Siedler feiern ihren 75. Geburtstag und sprechen sich gegen die Reichsstraßen-Verlegung aus
Wilhelmsburg. Es sollte eigentlich nur ein entspannter, geselliger Nachmittag bei Kaffee und Kuchen werden: 75 Jahre Verein Kirchdorfer Eigenheimer - eine Feier mit 200 Menschen meist gesetzteren Alters. Aber es wurde - auch - ein geballter Widerstand gegen die "Autobahnpläne" des Senats auf der Elbinsel Wilhelmsburg.
Am Freitag hatten sich die Kirchdorfer an langen Tischen, auf denen Kaffeekannen und Mineralwasserflaschen standen, im Bürgerhaus versammelt. Im Saal war auch ein wenig Prominenz versammelt: Die Senatorin für Wissenschaft und Forschung, Dr. Herlind Gundelach (CDU) - sie lebt in Wilhelmsburg -, Mitte-Bezirksamtsleiter Markus Schreiber (SPD) und der Regionalbeauftragte für Wilhelmsburg/Veddel, Thorsten Schulz. Sogar die Internationale Bauausstellung (IBA) hatte ihre Pressesprecherin gesandt.
Die Reden waren noch nicht losgegangen, da stellte der Vorsitzende des Vereins Kirchdorfer Eigenheimer, Helmut Biljes, 66, den Männern und Frauen zwei Fragen - ein Dokumentarfilmer hielt die Szenen fest: "Wer ist für die IBA und die Internationale Gartenschau?" Es meldeten sich rund 50 Eigenheimer. "Wer ist dagegen?" Etwa 20 Eigenheimer hoben ihre Arme.
"Und wer ist für die Verlegung der Wilhelmsburger Reichsstraße in Richtung Osten auf den Bahndamm?", fragte der Vorsitzende dann. Ein Raunen ging durch den Saal. Etwa zehn Eigenheimer hoben ihre Arme. "Und wer ist dagegen?" Rund 100 Arme streckten sich in die Höhe. "Ich stelle fest, dass mindestens 80 Prozent der Eigenheimer gegen die Verlegung der Reichsstraße sind", bilanzierte Helmut Biljes.
Schon heute führt die Bahntrasse an den Häusern der Eigenheimer vorbei. Viele befürchten, dass eine Reichsstraße auf dem Bahndamm für noch mehr Lärm sorgen würde. Eigenheimer haben eine "Klagegemeinschaft" gegen die Straßenverlegung gegründet.

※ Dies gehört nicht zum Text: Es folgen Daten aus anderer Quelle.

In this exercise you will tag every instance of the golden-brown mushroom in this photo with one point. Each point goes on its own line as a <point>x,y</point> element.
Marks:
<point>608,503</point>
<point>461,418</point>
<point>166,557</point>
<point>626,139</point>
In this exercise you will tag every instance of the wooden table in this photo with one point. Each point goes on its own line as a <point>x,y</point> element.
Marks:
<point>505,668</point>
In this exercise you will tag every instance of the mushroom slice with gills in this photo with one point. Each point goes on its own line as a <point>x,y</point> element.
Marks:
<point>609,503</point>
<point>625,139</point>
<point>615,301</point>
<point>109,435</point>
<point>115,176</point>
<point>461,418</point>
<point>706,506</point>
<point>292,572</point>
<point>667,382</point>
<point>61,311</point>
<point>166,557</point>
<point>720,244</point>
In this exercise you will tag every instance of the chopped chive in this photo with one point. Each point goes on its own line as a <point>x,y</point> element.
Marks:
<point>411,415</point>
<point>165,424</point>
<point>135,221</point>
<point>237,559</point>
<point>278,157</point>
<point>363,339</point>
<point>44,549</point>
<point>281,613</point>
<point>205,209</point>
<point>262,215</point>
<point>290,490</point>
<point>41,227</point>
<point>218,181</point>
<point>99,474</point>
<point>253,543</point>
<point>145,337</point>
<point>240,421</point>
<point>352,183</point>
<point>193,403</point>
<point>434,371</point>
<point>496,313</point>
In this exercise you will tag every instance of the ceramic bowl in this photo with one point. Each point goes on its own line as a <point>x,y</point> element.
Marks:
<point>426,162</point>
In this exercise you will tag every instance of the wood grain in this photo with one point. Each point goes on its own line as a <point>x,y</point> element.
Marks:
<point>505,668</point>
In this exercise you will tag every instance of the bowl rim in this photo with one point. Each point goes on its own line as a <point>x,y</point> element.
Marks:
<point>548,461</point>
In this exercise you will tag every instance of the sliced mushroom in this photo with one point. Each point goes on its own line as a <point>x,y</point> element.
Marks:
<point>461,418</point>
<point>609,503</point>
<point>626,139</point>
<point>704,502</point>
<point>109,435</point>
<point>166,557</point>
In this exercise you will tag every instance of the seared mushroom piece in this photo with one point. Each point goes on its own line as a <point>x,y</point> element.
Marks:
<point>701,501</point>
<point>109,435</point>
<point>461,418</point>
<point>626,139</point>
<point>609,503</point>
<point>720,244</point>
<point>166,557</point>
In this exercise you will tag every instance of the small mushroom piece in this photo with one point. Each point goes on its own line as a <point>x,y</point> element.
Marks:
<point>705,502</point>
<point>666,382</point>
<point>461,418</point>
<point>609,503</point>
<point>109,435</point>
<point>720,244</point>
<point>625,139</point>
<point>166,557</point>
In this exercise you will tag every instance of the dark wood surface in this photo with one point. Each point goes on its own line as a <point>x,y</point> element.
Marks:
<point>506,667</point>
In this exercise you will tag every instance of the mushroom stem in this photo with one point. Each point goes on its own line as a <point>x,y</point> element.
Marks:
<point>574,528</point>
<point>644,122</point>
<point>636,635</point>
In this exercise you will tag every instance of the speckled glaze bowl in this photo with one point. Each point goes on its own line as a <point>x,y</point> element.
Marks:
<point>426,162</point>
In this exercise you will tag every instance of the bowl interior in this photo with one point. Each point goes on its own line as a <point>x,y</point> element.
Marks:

Helmut Biljes sprach denn auch die "Autobahnpläne des Hamburger Senats" an: "Die Stadt plant eine Autobahnverbindung von der A 1 zur A 7 mitten durch Wilhelmsburg. Dies widerspricht eindeutig einer modernen Stadtplanung, die Trassen für Straßen und Bahn außerhalb von Wohngebieten führt. Die Bürgerbeteiligung in der Planungsphase zur Reichsstraße war eine Farce. Die Fragen der Bürger in Bezug auf Emissionsschutz und Lärmdämmung wurden nur unzureichend behandelt."
Senatorin Gundelach bemühte sich, die Verlegung der Reichsstraße zu verteidigen: "Die Alternative wäre, die B 4/75 mit Standstreifen auszubauen. Die Verlegung bietet eine Chance für optimalen Lärmschutz zu beiden Seiten." Mitte-Chef Schreiber ging nicht auf die Straßenpläne ein und analysierte, in der Siedlung sei "die Welt noch in Ordnung". Der Regionalbeauftragte Schulz appellierte an die Siedler, sich über das Lärmschutzkonzept zu informieren.
Helmut Biljes sagte, der Verein sei schon dreimal erfolgreich "wehrhaft" gewesen: Er habe für Lärmschutz an der Bahntrasse nach Osten gesorgt, verhindert, dass eine Müllverbrennungsanlage in Wilhelmsburg gebaut und die Siedlung verdichtet wird.